The need to be understood is not only a core human trait, but it's also an important part of a data scientist's responsibilities. Models do not exist in a vacuum, and “analytics products” have no intrinsic value on their own — their purpose and potential are only fulfilled when they are consumed by people and applied in organizations.
It can often be challenging to reach the adoption stage, for both technical and non-technical reasons: MLOps tools and practices have flourished in recent years to tackle the former, whilst the ideas behind explainability and Responsible AI have loomed large to address the latter. Fortunately, there are a multitude of options available with Dataiku for data scientists to exploit to enhance understanding, disseminate outputs, and realize value quickly and easily, by fostering adoption across their organizations.
There are many ways to define, break down, and categorize what constitutes “consumable AI” but, for the sake of this discussion, let’s consider consumption from the perspective of three different archetypes which likely exist in your organization. Those include the team or group of individuals responsible for developing, validating, and signing off your work; the originally intended end users/“customers” (can be internal or external, i.e., primary beneficiaries of your work); and the secondary (perhaps even tertiary!) stakeholders that benefit by reusing assets or building more advanced applications or services on top of your core efforts.
Consumption by the Development and Validation Teams
Trust and understanding of modeling outputs are critical to any form of adoption in the enterprise, so naturally they must first be consumed by the teams developing, validating, and governing the AI initiatives themselves. At the most primitive level, they may gain a sense of the input datasets, processing steps, and outputs of a Dataiku project by exploring the Flow, and the documentation and metadata associated with each object.
For those interested in validating modeling artifacts developed using Visual ML, they may take advantage of the model specific interpretations, partial dependence plots, individual prediction explanations, subpopulation, model fairness and model error analyses. A key added benefit of developing with Visual ML is that all of these interpretability and explainability capabilities (which help describe how the data has been prepared, the model has been trained, and how it’s performing) can be exported via the model document generator for an instant, up-to-date, and comprehensive report offline.

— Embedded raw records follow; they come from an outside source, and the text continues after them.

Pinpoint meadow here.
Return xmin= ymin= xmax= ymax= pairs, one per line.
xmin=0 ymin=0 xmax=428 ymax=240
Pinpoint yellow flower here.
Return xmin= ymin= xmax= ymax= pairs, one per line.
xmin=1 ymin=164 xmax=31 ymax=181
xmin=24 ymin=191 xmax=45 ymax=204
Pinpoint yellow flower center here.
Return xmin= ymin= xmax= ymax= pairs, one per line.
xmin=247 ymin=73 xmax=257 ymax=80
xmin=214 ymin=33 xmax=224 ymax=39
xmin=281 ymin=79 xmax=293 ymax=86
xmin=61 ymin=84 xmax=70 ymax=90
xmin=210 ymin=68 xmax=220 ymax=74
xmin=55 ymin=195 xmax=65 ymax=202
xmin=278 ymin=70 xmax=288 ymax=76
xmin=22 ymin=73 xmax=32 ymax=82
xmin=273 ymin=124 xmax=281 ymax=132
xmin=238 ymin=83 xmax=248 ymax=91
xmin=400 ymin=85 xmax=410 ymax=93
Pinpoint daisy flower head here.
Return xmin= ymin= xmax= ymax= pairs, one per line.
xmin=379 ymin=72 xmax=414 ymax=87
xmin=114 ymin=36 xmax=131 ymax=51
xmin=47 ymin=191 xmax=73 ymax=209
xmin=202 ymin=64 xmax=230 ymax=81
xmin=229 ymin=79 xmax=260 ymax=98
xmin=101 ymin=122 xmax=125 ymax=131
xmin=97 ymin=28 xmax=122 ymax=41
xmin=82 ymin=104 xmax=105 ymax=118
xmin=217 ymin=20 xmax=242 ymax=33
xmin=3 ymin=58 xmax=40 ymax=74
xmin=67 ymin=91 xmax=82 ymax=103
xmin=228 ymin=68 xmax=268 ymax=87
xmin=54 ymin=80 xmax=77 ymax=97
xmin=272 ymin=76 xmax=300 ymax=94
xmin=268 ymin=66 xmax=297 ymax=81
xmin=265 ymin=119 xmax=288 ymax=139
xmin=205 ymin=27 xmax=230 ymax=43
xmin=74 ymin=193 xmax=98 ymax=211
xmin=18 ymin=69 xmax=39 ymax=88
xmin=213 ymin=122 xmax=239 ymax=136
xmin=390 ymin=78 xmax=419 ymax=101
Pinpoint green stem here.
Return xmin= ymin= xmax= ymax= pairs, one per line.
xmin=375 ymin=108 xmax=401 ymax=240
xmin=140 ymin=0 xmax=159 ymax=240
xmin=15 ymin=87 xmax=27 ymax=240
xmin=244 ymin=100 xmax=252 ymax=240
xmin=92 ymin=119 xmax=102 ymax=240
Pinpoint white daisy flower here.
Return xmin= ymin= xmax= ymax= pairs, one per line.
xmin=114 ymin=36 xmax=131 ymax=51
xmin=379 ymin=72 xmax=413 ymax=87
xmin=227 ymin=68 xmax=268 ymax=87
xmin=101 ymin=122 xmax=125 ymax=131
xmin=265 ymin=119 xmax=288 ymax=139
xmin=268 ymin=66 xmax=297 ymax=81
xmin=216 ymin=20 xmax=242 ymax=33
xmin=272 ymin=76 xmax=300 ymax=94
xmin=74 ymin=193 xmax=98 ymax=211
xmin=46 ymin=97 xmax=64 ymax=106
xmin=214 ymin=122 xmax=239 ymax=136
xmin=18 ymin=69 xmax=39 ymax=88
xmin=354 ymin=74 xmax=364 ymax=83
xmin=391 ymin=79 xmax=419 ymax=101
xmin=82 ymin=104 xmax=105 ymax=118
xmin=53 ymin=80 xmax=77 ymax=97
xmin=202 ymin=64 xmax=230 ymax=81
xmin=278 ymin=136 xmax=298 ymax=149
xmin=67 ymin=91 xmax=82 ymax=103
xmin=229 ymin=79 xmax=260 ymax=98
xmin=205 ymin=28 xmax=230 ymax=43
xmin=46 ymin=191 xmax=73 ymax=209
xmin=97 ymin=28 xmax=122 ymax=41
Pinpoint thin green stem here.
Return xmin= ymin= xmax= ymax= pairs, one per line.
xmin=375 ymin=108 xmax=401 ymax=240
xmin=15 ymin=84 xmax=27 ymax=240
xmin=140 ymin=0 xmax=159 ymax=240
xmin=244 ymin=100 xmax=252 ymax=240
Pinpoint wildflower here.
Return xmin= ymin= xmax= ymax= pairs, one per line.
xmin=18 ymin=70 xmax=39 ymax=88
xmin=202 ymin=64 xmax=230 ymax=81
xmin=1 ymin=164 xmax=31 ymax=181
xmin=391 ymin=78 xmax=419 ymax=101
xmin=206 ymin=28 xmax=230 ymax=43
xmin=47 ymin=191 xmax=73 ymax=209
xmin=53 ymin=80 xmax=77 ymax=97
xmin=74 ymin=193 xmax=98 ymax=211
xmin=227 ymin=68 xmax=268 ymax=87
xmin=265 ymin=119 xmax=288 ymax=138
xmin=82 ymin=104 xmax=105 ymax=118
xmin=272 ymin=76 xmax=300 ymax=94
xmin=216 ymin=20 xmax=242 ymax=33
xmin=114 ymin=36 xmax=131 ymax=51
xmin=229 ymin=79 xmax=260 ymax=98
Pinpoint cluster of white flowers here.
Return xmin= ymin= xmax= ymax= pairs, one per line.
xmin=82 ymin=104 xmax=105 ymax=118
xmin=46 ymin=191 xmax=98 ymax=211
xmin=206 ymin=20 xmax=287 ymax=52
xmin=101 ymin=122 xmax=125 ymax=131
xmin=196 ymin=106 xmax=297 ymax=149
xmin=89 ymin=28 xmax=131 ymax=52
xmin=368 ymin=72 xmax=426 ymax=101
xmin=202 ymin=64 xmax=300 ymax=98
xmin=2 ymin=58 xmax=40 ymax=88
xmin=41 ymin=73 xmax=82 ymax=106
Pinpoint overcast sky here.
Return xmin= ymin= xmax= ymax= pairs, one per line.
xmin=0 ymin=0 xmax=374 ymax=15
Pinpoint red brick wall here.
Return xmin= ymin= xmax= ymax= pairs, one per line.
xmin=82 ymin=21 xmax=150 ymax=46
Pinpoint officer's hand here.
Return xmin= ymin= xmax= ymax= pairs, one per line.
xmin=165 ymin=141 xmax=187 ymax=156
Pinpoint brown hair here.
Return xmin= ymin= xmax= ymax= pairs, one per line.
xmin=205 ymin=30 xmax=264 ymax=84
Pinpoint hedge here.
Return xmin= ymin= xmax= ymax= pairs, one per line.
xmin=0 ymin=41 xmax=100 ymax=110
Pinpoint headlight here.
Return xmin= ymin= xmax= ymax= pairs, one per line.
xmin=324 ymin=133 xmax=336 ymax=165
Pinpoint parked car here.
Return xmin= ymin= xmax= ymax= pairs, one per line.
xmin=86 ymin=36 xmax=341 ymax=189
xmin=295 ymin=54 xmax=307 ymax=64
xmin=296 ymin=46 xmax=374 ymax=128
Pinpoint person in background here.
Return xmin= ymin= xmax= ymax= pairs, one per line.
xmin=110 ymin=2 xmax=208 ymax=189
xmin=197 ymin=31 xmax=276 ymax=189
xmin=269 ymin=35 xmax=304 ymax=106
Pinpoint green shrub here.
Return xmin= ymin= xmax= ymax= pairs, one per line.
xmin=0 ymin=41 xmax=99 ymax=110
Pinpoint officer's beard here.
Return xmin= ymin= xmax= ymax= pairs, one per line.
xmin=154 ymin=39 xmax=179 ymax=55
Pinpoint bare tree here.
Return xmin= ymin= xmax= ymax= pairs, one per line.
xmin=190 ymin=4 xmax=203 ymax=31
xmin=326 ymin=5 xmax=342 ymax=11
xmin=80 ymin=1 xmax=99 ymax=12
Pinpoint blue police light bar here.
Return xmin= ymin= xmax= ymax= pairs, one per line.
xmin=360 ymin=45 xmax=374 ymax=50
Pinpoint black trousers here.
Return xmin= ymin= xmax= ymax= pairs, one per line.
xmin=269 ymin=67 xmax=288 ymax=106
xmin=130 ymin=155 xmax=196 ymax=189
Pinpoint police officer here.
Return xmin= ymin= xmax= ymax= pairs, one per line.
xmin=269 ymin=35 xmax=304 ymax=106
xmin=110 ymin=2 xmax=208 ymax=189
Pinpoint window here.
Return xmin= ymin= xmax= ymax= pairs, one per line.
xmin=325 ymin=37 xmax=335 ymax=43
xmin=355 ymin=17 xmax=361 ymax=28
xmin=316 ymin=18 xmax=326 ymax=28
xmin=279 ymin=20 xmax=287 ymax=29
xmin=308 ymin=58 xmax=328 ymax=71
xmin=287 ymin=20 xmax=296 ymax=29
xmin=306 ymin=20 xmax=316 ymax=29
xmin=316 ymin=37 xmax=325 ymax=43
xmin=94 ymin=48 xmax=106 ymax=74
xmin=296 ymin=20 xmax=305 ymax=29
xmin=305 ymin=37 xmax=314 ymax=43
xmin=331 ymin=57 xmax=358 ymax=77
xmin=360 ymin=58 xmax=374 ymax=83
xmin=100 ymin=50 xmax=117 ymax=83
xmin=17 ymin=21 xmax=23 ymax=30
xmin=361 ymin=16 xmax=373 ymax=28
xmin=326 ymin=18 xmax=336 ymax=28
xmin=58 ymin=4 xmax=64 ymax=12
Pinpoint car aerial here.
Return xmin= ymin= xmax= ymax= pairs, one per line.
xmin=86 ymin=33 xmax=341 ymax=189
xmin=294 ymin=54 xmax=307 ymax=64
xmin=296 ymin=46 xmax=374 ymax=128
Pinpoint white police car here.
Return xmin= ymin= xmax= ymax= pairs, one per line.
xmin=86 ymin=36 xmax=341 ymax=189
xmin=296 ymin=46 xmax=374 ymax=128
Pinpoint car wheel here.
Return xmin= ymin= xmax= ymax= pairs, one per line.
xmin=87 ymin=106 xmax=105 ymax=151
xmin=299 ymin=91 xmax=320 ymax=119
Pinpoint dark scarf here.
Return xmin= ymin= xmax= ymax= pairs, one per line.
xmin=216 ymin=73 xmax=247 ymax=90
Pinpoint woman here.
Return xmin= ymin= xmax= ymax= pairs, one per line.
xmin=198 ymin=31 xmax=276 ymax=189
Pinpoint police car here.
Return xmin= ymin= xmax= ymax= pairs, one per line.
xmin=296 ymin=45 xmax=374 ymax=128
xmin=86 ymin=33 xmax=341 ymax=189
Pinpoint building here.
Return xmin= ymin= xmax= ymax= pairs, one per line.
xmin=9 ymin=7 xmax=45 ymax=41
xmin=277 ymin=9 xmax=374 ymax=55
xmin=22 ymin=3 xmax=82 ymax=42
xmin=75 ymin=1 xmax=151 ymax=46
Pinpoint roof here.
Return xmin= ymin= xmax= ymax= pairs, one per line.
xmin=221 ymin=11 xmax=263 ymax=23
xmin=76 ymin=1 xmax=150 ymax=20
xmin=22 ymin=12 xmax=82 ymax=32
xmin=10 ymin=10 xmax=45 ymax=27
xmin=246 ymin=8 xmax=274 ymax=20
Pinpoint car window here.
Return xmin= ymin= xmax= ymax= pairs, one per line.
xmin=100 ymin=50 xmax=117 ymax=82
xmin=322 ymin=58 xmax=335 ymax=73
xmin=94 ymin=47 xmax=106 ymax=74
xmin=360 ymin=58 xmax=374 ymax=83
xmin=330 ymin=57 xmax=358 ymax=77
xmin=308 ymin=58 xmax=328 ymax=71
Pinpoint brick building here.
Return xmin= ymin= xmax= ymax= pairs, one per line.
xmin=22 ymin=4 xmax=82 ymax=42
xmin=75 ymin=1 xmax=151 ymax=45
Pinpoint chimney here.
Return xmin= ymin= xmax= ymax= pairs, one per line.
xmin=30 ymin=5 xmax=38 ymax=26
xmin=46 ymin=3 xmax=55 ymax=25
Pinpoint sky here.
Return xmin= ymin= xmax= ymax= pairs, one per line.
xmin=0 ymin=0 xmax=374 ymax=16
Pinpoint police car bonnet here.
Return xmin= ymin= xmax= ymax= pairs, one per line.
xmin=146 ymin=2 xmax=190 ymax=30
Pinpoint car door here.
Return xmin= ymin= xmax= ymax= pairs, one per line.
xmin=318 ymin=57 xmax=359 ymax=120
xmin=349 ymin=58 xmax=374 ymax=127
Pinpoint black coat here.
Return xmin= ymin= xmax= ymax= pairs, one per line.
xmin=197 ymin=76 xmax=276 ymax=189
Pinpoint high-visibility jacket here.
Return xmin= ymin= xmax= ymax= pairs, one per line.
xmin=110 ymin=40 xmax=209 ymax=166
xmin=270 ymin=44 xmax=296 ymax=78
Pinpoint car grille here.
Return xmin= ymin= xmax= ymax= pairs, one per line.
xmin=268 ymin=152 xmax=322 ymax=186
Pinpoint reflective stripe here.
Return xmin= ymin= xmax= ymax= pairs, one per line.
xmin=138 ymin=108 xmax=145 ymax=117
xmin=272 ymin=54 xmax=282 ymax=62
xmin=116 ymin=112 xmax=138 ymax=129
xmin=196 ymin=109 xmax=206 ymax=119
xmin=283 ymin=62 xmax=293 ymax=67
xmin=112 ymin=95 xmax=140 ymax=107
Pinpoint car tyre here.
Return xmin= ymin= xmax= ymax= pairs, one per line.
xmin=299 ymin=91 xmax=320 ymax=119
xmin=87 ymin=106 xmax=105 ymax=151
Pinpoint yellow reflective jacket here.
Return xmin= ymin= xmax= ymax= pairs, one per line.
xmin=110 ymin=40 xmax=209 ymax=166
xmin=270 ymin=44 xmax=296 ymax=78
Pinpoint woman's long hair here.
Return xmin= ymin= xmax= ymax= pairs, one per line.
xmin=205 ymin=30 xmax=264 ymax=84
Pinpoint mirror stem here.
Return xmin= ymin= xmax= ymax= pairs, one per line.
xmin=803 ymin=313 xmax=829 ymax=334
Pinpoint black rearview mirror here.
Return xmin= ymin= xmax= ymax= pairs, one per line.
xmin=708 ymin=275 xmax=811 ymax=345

Consumption by the End User
Once there’s consensus and approval around the work that’s been done, the focus can shift to batch, real-time, and interactive consumption. For projects which are point-in-time in nature — i.e., analyses which have been conducted to make specific business decisions — models, predictions, and their explanations can be exposed and interacted with via Dashboards. This provides a “What-if?” capability, allowing consumers to interrogate results, and tweak assumptions to predict how circumstances could unfold under different scenarios. For more scheduled, low-touch, and operational objectives, Dataiku’s Scenario Orchestration facility can be employed to execute pipelines at predetermined cadences.
These can be endlessly customized to deliver predictions in batches, in a tailored fashion with easily configurable status reporting to the most popular communication channels (email, Slack, Teams, etc.), with metrics and checks to rest assured that if there’s any issue, the relevant teams would be informed, and able to debug immediately. Conversely for real-time, event-driven use cases, models, custom predictions, and other functions can be easily surfaced, deployed, and managed as endpoints with the API Deployer — ideal for integrating and consuming your Dataiku projects from third-party applications.
Consumption at Large
Self-service, reuse, and extension are widely seen as the pinnacles of a truly successful AI initiative due to their longevity and widespread adoption. Again, Dataiku users are fortunate to have Dataiku Applications, Webapps, and collaboration capabilities on hand to support them on this journey. Dataiku Applications offer a light-touch solution for data scientists to package their work for customizable reuse, and end users don’t need to write a line of code. These can be great for situations where repetitive analyses and dashboards are requested from analytics teams, by allowing the business users to be self-sufficient and fulfill their own requests on demand.
While Dataiku Applications cover a wide range of common usage patterns, the sky's the limit when embedding your AI into Shiny, Bokeh, or Dash Webapps. While these frameworks incur more sophisticated development expertise and maintenance overhead, they enable complex use cases to be delivered, mixing dashboarding, batch and real-time outputs, and third-party applications at once, in a single window. Finally, we mustn’t forget a core strength of the Dataiku platform — collaboration; from shareable projects, datasets, wikis and the data catalog, it’s straightforward to empower other data scientists, developers, and business users across the organization to benefit from your work. A common example we see is the reuse of carefully processed information as Feature Stores, by sharing and identifying curated datasets as such in the catalog, colleagues can discover features of interest and take advantage of them for offline enrichment or even online serving!
There are undoubtedly other avenues for consumption that I’ve missed, but hopefully you’ve taken away why making data science work accessible is important, the usual suspects to consider when thinking about the consumption of your work, and how easy it all can be when working with Dataiku. Why not try one of the approaches you’ve learned about today to expand the reach and impact of a recent project?